Someone might object that the Palestinian events mentioned here as guarded by the Time Patrol are those of 69-70 AD, not of three or four decades earlier. However, surely that entire century is a single process: the origins of Christianity and of rabbinical Judaism? In 100 AD, a council of rabbis defined and closed their scriptural canon in order to differentiate it from the growing rival Christian canon. (I want a new paragraph here but the New Blogger is being downright peculiar.) Also, this first century AD is not the historical turning point. A few centuries earlier in the Axial Age:
in Palestine, Elijah and Elisha;
in Greece, Socrates, Plato and Aristotle;
in India, the Buddha, Mahavira and the Upanishadic rishis;
in China, Confucius and Lao Tzu;
in Persia, Zoroaster (depending on his uncertain dates).

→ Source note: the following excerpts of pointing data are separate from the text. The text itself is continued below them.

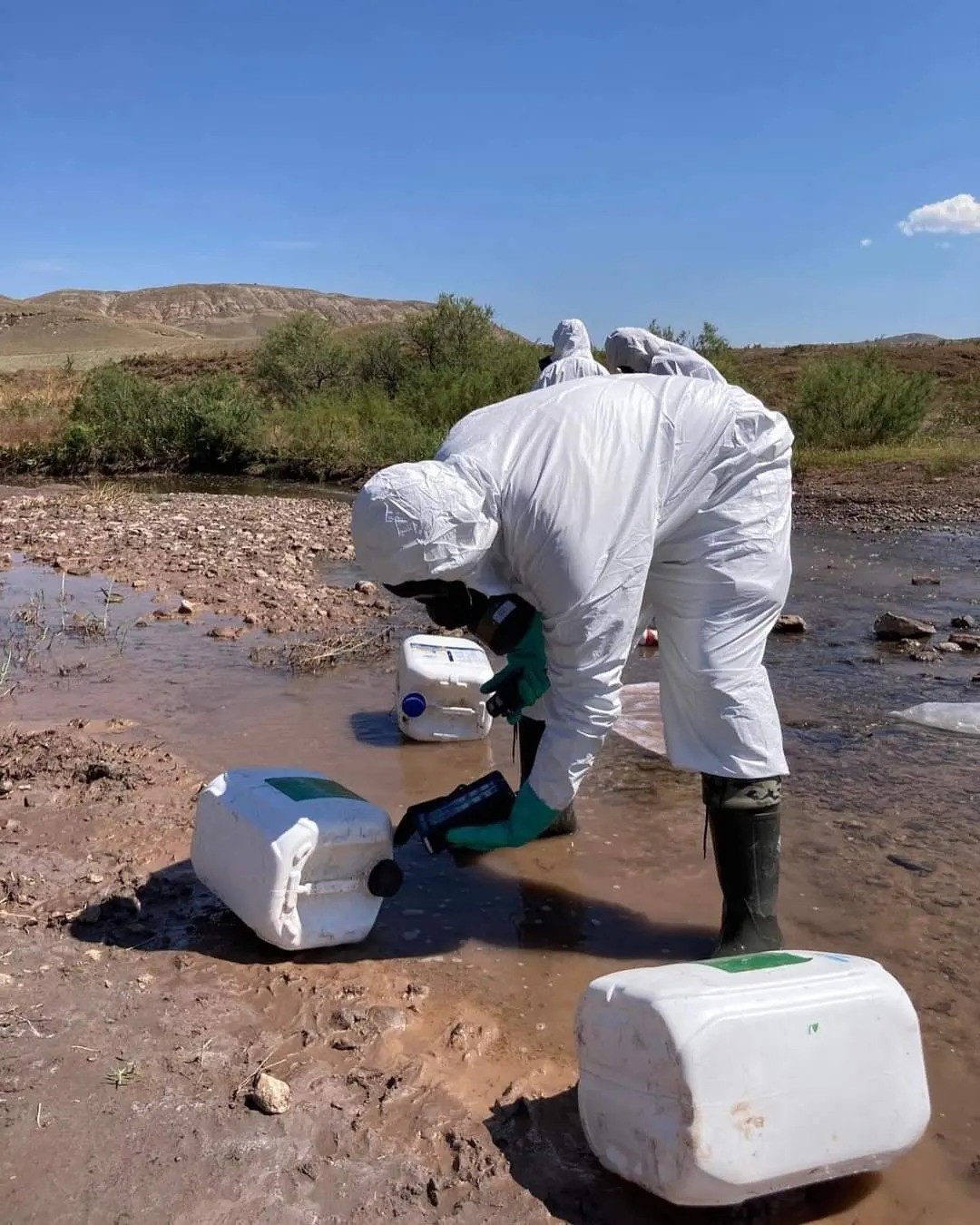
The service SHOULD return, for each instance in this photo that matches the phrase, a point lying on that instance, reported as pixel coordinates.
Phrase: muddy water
(508, 942)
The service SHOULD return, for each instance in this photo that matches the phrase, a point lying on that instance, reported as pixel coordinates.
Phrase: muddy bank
(433, 1067)
(888, 495)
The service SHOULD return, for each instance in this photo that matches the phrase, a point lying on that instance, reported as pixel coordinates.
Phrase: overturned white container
(300, 859)
(958, 717)
(716, 1082)
(437, 691)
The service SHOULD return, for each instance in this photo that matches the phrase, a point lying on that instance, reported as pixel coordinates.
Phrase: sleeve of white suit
(587, 647)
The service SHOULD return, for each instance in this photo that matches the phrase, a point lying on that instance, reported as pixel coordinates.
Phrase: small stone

Everard visits Persia in 542 BC. When he is in Tyre in the time of Solomon, mention is made of the later King Ahab who will clash with Elijah.

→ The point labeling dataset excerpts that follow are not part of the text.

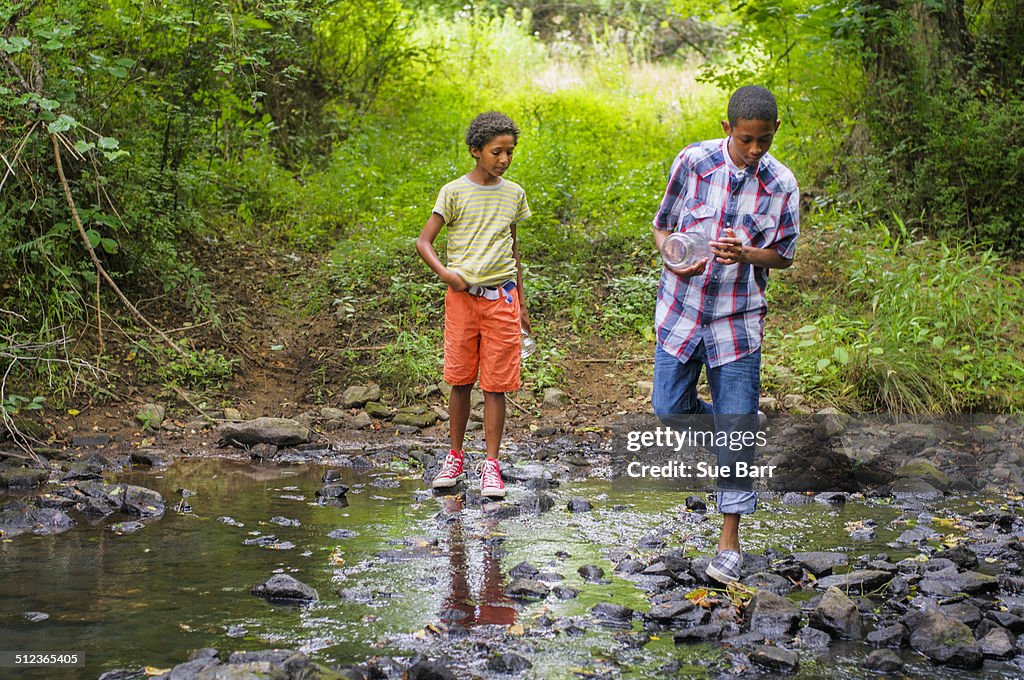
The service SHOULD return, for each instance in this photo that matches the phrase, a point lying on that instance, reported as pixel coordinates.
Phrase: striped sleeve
(788, 226)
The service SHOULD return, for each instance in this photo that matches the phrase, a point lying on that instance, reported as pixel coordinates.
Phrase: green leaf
(62, 124)
(14, 45)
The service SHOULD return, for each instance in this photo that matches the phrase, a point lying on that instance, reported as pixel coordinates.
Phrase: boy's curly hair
(487, 126)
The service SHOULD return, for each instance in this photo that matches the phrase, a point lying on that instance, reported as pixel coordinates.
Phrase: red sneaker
(451, 471)
(491, 479)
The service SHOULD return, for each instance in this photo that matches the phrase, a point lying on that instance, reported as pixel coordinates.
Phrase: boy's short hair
(487, 126)
(753, 102)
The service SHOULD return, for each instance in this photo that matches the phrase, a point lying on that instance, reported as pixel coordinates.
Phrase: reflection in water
(489, 605)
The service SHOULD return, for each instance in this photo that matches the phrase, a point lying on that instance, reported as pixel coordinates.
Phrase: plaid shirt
(724, 306)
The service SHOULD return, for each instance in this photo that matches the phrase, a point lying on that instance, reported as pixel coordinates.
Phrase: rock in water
(276, 431)
(284, 588)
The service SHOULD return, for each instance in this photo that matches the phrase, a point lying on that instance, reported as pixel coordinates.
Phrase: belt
(494, 292)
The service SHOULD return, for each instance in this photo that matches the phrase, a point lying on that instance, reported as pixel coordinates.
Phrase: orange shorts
(482, 337)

The Time Patrol must protect many periods, including 1-100 AD and also the earlier Axial Age.
3 comments:
Kaor, Paul!
I'm dubious about "axial ages," because it's too broad and open ended. The Time Patrol's habit of dividing eras to be guarded into shorter "milieus" makes more sense.
And not just Elijah and Elisha, important as they were for Judaism, but also the writing prophets we started seeing with Amos and Hosea.
Ad astra! Sean
Sean,
Amos and Hosea were in that period as well? It was one hell of a period.
Paul.
Kaor, Paul!
Well, Amos and Hosea prophesied after Elijah and Elisha, during the reign of Jeroboam II of Israel. Yes, those centuries were dramatically important!